If you are diagnosed with any type of cancer, it is generally a good idea to treat it as soon as possible. For oral cancer, your physician may refer you to one or more specialists. Your general dentist will stay in contact with the specialists to coordinate your care. Depending on the diagnosis, these specialists may include:

  • Oral pathologists
  • Head and neck surgeons
  • Oral and maxillofacial surgeons
  • Periodontists)
  • Ear, nose, and throat doctors (otolaryngologists)
  • Physicians who specifically treat cancer (medical and radiation oncologists)

When oral cancer is diagnosed, the extent of the cancer is categorized into stages ranging from one to four.

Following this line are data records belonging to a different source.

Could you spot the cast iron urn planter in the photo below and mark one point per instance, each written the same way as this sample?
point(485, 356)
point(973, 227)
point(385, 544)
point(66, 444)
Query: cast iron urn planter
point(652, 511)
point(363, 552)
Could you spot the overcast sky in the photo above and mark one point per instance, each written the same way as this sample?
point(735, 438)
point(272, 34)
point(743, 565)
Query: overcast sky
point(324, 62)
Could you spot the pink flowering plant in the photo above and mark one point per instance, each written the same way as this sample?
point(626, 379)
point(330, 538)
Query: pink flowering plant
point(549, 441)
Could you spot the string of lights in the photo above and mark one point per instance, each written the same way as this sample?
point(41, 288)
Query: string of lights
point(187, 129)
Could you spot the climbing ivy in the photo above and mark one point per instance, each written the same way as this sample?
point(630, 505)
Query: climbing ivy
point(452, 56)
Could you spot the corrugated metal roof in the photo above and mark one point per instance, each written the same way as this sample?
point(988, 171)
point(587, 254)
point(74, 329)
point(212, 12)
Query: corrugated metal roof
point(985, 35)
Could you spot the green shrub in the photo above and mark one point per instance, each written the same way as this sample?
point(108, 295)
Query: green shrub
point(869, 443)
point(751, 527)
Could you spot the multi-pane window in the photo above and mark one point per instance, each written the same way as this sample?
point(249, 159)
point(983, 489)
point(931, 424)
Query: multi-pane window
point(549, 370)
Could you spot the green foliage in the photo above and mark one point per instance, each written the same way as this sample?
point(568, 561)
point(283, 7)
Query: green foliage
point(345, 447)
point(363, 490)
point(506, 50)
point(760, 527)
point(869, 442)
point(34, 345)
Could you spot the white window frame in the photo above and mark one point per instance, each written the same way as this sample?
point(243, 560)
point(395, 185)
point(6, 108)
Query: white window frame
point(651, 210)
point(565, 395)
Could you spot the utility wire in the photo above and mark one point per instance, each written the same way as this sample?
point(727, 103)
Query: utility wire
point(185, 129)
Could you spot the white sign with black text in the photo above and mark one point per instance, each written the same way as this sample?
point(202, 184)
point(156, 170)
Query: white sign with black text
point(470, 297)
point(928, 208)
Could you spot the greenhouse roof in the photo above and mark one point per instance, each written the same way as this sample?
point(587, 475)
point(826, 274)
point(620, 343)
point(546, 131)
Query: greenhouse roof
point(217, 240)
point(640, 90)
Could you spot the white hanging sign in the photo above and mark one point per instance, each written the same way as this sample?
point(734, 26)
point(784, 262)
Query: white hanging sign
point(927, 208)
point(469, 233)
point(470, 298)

The stage helps your dentist and doctors determine your treatment options. A lower stage, such as stage I, indicates a smaller cancer confined to one area. A higher stage, such as stage IV, indicates a larger cancer or cancer that has spread to other areas of the head, neck, or other areas of the body.9 Treatment choices will depend on your general health, where the cancer began, the size and type of the tumor, and whether the cancer has spread.

When detected at an early stage, oral cancer is most often treated with surgery or radiation therapy. Oral cancer in advanced stages may use a combination of treatments, such as radiation and chemotherapy at the same time. There are also newer treatment options that use drugs or other substances to identify and attack cancer cells precisely.

Other considerations

Treating oral cancer can lead to other dental issues. If possible, take care of any dental work you need at least a month before starting cancer treatment. This allows time for your mouth to heal before your treatment begins. In addition, talk with your dentist and physician about ways to control pain and relieve any side effects of treatment.